Quando o serviço não funciona
As empresas que prestam serviço têm um desafio grande para atender as necessidades de seus clientes. Não que aquelas que vendem produtos não o tenham, a diferença é que podem, com uma precisão melhor, controlar as variações e a qualidade daquilo que ofertam ao consumidor. Um refrigerante ou um caderno, por exemplo, dificilmente apresentarão qualquer diferença significativa que possa ser percebida por quem os compra, uma vez que o processo de produção é automatizado e padronizado.

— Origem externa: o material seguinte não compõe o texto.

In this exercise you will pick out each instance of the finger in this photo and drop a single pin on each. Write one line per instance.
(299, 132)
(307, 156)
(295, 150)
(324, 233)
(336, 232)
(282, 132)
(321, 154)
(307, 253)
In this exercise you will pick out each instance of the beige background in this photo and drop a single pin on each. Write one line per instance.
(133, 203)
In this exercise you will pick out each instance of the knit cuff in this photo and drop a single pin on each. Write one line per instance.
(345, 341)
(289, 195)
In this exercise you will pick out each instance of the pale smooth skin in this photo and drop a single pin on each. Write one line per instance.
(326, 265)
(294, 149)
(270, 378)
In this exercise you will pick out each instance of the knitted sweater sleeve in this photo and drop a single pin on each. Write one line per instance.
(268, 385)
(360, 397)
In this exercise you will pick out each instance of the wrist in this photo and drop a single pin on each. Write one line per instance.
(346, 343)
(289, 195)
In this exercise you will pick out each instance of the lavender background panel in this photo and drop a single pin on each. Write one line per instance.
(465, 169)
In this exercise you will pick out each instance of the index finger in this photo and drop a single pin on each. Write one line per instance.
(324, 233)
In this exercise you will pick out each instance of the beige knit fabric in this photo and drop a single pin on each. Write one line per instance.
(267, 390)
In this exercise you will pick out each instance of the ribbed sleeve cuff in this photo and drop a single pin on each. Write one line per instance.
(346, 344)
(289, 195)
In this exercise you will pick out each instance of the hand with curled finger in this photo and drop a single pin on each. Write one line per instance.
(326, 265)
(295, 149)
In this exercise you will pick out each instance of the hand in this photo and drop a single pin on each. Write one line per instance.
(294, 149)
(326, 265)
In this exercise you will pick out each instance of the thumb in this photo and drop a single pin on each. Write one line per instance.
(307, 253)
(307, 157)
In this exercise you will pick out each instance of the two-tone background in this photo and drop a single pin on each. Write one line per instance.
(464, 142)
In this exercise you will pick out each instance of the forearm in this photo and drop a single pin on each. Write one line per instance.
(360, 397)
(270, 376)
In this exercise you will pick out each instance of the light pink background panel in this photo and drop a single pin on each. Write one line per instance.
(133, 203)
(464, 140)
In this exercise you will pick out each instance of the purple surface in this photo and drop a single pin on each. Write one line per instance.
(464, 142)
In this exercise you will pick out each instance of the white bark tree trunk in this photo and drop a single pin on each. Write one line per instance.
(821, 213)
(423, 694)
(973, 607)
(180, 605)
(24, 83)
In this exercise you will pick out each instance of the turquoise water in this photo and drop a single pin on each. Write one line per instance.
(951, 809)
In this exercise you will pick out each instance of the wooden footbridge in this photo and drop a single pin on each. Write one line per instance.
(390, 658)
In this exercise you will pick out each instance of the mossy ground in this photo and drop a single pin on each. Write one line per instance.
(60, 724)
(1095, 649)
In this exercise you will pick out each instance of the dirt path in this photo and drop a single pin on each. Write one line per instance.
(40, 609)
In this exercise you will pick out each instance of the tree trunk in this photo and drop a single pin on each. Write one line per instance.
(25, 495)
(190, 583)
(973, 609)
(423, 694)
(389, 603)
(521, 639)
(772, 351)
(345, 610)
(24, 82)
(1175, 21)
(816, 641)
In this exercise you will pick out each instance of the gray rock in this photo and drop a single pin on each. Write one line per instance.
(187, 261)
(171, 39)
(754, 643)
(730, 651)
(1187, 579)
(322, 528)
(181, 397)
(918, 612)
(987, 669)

Por outro lado, quando se presta um serviço, existe um risco muito maior de haver variações entre o que havia sido estipulado e o que realmente está sendo entregue.
Uma primeira característica dos serviços, portanto, é a sua intangibilidade; ou seja, não há como tocá-los, senti-los ou saboreá-los. Para minimizar esta característica, os prestadores de serviço têm que estar atentos a todos os detalhes que podem tangibilizar a oferta para o consumidor. No caso de uma companhia aérea, por exemplo, deverão, se preocupar com o uniforme de seus funcionários e atendentes, treiná-los para serem cordiais e prestativos, seus balcões deverão passar limpeza e organização e assim por diante.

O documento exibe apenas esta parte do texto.